Update instance host and task state when post live migration fails If a live migration fails during the post processing it can lead to the instance being shutdown on the source node and left in a migrating task state. The instance is now running on the target node so the instance host and task state should be updated.
I talked with Joachim on IRC this morning - we mentioned coming up with a workaround, since the upstream fix might be touchy and take a while. Having looked over the sosreports and code, the only workaround I can come up with is manually updating instance.host in the database once a situation like this has been detected. It sucks, but once the system is in an inconsistent state, I don't see another way of fixing it. Also, be aware that because post_live_migration failed on the source, some other things didn't get done: * VIFs on the source weren't unplugged. * Port bindings weren't updated to reflect the instance being on the destination There are a bunch of other bugs that I believe are either identical or similar enough that it's worth it to analyse them all before coming up with a fix. That's my next step, and then I'll post a patch.
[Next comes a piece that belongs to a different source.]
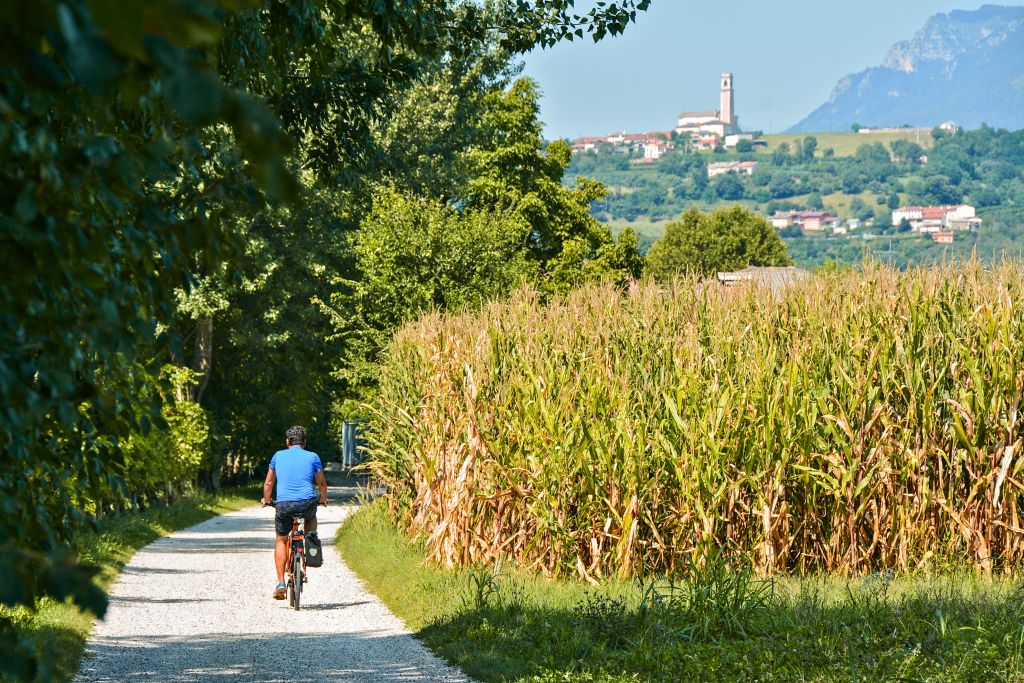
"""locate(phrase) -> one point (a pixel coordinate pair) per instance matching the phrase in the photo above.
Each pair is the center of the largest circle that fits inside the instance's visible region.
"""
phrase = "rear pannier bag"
(314, 551)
Since Jaochim asked on IRC, here's the list of BZs that I think are related/duplicates: * bz 1289858 * bz 1630771 * bz 1636280
Bz 1289858 and bz 1630771 are indeed identical, and are both caused by failures when calling Cinder - either Cinder itself, or something "in front" of Cinder, like Keystone or HAProxy. I've proposed [1] upstream. It's really "dumb", but by virtue of being "dumb" it's also simple and minimizes potential side effects. Since the single common root cause in all 3 bugs is the external API call, I've just wrapped it in a try/except. Let's see what the community thinks. [1] https://review.openstack.org/609517 PS: Bz 1636280 is similar but unrelated, and will need a different fix.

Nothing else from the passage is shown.